Investasi digadang-gadang menjadi salah satu kunci pembuka lapangan kerja seluas-luasnya. Investasi juga dijadikan tumpuan kemajuan negeri. Maka tak tanggung-tanggung, Jokowi akan turun langsung, mengontrol bahkan akan menghajar yang menghambat investasi. “Yang menghambat investasi, semua harus dipangkas. Baik itu perizinan yang lambat, berbelit-belit, apalagi yang ada punglinya.

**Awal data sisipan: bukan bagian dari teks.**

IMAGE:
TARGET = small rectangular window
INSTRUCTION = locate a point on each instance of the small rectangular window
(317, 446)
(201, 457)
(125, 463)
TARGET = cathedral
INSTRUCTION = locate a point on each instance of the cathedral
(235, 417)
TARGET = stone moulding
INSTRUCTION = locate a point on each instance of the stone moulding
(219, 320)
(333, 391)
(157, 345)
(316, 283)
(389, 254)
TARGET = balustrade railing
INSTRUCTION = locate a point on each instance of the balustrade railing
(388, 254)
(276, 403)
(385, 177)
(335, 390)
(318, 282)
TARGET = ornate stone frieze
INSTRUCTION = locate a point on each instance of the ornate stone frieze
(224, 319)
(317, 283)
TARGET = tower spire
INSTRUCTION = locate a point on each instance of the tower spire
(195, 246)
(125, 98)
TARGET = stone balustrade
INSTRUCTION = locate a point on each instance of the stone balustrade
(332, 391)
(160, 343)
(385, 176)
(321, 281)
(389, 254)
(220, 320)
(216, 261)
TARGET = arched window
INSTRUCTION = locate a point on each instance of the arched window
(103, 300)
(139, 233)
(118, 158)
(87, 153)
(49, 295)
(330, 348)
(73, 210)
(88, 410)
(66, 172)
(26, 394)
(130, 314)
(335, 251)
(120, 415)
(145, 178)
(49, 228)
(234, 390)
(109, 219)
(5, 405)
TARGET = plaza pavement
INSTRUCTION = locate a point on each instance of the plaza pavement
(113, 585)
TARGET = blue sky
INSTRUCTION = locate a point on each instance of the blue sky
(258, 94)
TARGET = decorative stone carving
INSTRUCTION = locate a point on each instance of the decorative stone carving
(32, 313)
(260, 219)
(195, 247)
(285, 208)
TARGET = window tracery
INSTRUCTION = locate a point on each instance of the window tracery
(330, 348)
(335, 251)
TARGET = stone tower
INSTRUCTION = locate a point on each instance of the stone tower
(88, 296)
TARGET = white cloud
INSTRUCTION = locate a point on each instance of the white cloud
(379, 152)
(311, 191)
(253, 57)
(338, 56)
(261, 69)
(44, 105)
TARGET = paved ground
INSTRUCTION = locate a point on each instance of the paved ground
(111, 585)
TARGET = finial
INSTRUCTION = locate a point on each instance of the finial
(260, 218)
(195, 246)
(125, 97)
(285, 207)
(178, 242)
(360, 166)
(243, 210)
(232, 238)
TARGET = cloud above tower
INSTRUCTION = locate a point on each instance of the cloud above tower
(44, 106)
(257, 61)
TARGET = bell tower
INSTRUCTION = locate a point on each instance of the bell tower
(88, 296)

Hati-hati ke depan, saya akan pastikan akan saya kejar, akan saya kontrol, akan saya cek, akan saya hajar kalau diperlukan.” Kata Jokowi. (Pilpres.tempo.co, 14/07/2019)

Benarkah dengan bertumpu pada investasi seluas-luasnya dapat membuka lapangan kerja sehingga rakyat menjadi sejahtera dan negeri ini menjadi maju? Sudah lama negeri ini berada dalam cengkeraman AS, Eropa dan kini China. Melalui investasi korporasi-korporasi multinasional mereka mengeruk kekayaan negeri ini.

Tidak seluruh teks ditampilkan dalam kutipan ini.